Each daily backup consists of the following steps:

  1. Use rsync to mirror the ‘/’ to a ZFS filesystem. I use a bind mount so that this is able to backup things that might be hidden by mountpoints (such as the small /dev that is present.

  2. Run rsure to capture the integrity information for each snapshot. This allows me to verify a given restore or test restore is correct.

  3. Create a ZFS snapshot of a form tagnnnn-yyyymmddhhmmss. The ’nnnn’ is an incrementing number, which I currently use to help expire old snapshots. The tag is just a small string to identify the current backup series.

  4. Use borg backup to back this snapshot to a borg back on the ZFS volume.
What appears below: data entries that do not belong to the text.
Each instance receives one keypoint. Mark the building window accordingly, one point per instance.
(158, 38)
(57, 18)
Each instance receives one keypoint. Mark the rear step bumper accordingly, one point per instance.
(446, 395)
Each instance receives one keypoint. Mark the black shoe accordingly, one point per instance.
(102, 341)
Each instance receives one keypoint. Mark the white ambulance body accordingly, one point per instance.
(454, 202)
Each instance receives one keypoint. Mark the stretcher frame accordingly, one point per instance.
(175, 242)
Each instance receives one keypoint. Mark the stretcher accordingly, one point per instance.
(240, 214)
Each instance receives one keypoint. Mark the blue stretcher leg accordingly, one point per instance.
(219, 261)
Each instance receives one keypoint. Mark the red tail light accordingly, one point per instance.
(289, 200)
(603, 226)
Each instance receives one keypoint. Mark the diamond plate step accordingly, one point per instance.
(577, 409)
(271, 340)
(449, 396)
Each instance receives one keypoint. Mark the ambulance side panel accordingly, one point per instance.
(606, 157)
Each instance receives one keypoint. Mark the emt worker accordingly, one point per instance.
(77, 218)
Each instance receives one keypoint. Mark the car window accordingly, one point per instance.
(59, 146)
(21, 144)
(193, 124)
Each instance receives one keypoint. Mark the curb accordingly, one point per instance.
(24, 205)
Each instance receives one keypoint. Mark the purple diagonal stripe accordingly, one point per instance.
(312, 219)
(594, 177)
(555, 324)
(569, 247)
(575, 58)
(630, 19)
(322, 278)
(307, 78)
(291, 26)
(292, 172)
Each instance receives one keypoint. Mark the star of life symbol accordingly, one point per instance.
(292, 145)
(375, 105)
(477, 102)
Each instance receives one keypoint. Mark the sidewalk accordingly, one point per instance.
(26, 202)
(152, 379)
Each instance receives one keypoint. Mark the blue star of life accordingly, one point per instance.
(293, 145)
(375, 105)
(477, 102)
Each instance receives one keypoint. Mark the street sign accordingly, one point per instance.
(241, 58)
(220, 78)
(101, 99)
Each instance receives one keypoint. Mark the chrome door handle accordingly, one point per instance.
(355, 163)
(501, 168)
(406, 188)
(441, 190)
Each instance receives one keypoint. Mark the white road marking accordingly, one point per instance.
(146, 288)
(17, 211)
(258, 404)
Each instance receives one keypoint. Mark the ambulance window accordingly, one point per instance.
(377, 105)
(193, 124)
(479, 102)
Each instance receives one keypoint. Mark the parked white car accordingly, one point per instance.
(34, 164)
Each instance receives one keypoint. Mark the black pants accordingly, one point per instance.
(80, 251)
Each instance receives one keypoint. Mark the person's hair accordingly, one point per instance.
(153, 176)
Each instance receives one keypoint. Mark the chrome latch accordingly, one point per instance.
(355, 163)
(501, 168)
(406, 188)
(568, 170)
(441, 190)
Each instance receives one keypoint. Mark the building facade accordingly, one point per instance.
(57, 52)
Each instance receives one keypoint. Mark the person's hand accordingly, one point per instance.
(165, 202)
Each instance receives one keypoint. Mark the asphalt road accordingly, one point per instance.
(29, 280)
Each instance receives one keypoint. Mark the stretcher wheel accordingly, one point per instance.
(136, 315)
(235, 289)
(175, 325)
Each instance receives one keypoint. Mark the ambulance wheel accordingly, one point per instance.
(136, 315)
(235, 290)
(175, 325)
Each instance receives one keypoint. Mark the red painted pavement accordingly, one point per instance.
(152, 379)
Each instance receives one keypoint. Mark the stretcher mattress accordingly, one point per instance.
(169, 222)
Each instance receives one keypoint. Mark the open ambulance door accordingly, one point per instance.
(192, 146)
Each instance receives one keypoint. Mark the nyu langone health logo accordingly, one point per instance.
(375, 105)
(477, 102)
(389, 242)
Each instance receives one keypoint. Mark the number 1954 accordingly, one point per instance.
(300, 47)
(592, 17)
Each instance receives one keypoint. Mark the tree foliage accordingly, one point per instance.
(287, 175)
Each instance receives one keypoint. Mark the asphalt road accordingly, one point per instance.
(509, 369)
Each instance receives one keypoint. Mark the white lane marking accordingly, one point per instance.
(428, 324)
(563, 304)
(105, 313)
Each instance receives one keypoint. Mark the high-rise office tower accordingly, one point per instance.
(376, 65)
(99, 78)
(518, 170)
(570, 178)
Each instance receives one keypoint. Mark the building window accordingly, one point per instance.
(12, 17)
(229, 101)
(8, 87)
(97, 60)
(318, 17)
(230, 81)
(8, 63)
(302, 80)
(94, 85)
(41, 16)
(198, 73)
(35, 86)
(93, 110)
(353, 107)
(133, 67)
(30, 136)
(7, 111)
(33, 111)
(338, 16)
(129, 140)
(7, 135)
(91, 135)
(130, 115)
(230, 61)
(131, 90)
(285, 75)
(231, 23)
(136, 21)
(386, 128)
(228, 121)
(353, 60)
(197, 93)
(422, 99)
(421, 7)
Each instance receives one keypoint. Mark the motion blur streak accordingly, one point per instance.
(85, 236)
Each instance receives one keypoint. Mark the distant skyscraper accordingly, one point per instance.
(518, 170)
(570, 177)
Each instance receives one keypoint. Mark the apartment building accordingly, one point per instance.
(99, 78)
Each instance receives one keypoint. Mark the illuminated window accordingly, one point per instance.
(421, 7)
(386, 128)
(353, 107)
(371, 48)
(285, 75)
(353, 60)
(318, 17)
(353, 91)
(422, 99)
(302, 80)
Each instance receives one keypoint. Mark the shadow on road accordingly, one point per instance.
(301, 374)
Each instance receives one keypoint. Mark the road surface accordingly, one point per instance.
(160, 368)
Again, a bind mount is needed so that the snapshots appear in the same place to borg. This adds additional redundancy.

  5. Use zfs send/receive to backup the ZFS snapshot above to an external drive.
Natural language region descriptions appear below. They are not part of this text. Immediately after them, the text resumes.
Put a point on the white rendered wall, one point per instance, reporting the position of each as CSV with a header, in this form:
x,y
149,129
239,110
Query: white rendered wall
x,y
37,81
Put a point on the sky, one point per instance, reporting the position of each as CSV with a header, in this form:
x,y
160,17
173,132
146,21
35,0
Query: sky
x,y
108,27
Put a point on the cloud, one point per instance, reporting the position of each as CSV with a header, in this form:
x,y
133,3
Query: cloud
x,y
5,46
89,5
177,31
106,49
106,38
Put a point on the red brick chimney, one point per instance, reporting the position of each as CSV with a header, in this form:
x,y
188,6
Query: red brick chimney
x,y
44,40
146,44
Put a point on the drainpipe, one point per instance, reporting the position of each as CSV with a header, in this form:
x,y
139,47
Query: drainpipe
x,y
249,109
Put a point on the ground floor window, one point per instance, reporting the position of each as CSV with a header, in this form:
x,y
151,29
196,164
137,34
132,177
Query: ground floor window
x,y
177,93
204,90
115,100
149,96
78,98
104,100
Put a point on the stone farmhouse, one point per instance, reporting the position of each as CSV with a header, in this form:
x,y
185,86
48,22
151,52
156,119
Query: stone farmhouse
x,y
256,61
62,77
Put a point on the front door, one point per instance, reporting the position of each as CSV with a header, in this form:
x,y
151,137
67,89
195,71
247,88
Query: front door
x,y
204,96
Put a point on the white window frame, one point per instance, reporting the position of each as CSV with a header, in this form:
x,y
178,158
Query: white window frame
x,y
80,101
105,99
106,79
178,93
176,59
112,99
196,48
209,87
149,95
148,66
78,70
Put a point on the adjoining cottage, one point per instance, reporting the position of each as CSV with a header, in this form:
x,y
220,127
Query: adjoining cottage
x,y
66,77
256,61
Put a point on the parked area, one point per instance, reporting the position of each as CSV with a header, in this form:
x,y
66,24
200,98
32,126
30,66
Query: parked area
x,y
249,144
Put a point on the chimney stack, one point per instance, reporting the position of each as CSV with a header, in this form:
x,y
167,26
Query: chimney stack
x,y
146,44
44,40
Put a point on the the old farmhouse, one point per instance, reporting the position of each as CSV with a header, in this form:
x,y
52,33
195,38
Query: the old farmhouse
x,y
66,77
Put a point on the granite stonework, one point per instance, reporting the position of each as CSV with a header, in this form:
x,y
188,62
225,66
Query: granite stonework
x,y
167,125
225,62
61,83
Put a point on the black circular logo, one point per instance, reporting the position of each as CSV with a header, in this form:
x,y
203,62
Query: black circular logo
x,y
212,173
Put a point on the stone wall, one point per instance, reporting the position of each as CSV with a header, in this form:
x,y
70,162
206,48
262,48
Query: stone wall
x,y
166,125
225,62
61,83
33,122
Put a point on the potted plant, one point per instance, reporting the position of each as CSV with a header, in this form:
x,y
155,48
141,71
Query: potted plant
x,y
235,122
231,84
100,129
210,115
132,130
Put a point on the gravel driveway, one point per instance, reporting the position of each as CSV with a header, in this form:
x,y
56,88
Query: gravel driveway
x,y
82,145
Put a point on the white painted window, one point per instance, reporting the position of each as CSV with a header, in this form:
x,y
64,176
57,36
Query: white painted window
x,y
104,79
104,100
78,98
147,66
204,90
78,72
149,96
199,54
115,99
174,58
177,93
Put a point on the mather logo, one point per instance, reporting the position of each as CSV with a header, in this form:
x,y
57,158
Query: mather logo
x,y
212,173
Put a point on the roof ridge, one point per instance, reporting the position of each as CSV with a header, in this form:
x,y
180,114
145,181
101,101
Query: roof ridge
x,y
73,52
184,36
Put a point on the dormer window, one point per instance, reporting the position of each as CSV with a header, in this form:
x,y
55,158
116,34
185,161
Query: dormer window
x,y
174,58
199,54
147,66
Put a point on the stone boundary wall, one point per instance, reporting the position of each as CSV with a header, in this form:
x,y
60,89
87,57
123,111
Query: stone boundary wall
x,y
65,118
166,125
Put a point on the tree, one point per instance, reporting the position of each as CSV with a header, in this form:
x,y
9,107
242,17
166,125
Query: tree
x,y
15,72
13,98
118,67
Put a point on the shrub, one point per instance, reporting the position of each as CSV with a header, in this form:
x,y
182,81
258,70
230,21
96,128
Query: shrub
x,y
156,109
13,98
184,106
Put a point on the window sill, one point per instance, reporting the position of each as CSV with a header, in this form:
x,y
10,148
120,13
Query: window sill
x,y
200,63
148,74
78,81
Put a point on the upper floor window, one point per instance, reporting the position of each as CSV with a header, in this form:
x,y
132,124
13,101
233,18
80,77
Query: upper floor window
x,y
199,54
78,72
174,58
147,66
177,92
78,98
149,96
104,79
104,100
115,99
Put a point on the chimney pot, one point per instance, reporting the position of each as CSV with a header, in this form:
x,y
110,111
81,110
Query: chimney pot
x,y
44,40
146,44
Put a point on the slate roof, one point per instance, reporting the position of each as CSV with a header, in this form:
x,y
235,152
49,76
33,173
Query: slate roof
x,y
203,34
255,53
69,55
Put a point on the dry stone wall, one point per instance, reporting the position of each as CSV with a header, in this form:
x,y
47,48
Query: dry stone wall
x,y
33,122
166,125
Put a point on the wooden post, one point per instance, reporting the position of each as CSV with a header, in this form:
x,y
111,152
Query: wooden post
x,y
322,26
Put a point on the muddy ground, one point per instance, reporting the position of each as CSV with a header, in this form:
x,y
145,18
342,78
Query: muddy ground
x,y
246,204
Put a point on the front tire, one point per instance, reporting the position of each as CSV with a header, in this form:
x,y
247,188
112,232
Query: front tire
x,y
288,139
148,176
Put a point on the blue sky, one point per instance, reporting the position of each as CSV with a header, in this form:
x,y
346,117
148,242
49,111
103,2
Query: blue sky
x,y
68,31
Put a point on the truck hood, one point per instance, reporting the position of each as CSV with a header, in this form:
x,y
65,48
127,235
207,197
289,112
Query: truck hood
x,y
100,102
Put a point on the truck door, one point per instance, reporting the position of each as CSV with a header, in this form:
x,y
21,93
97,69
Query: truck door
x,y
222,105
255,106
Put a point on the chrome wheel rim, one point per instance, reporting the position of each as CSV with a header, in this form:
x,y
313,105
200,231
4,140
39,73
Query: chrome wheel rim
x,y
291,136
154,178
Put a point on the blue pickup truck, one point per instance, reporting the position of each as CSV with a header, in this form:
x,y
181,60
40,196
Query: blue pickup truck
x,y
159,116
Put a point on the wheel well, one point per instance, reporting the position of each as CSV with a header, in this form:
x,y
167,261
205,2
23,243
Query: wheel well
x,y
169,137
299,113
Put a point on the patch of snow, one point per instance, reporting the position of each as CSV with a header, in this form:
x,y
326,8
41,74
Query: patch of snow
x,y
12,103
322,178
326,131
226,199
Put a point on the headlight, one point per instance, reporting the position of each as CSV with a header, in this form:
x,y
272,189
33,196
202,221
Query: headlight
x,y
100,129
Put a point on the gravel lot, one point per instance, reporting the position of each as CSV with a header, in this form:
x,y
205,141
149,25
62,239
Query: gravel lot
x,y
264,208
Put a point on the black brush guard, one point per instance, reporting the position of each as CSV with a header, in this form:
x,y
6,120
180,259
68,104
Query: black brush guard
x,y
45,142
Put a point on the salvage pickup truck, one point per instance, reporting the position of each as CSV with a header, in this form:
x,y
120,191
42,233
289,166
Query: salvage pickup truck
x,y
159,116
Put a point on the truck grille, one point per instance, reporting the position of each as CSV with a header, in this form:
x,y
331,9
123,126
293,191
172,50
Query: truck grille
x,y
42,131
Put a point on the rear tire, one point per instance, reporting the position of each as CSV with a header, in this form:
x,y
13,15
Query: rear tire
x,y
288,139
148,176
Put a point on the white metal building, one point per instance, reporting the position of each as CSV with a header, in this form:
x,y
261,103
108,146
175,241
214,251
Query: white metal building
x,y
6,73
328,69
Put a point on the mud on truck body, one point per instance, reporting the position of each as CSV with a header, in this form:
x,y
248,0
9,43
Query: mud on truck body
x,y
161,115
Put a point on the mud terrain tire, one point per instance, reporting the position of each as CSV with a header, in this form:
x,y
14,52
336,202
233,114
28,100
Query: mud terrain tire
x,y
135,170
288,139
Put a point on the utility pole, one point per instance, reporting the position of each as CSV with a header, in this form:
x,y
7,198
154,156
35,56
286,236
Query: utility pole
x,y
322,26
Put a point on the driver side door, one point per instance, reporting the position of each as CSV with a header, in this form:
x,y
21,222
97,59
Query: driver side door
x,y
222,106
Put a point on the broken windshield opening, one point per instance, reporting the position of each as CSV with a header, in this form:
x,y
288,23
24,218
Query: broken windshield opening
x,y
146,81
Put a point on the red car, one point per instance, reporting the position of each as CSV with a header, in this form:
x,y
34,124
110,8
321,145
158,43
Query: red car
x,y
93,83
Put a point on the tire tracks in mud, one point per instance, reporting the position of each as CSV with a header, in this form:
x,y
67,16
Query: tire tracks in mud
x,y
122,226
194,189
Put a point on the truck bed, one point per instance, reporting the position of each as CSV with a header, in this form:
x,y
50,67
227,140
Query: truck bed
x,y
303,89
  6. Use borg backup to back up a few key directories to another ZFS volume.

  7. Using s3fs and rsync, clone this subset borg backup to Amazon S3 for the most important offsite backups.

Recovery

Since there are multiple places and methods of my backup, I am able to use different techniques to restore, depending on what has been destroyed, and what is left.

I can restore from the ZFS snapshot using tar or rsync. This is a likely recovery if the NVMe drive were the only thing destroyed.

I can also restore from the external drive mirror. This should work if the computer is destroyed or fails. Ideally, I would rotate these external drives so that they wouldn’t be destroyed with the computer (for example a power surge).

My key data can be restored from Amazon S3 in the desperate case. I have a printout of the backup key (with a QR code, nifty feature of Borg backup).

Improvements

The two areas of improvement for me to make to my backup strategy are:

  • Backing up more data. I have a lot of large things, mostly older data, but also some movies and music. I mostly have ad-hoc clones of this on various other drives, and I could be much better organized.

  • Better offsite backups. I have two key directories that are backed up off-site. My encfs volume that holds much personal data (finances, passwords, some documents, etc). It also has most of the dotfiles I use on my machines. I use syncthing to sync this between several machines, including one or two hosts in the cloud. The other volume is my work data, that I use borg to regularly back up to S3. Ideally, much more of my data would be backed up, on either cloud machines, or into S3. With infrequent access backups on S3, the pricing is quite reasonable.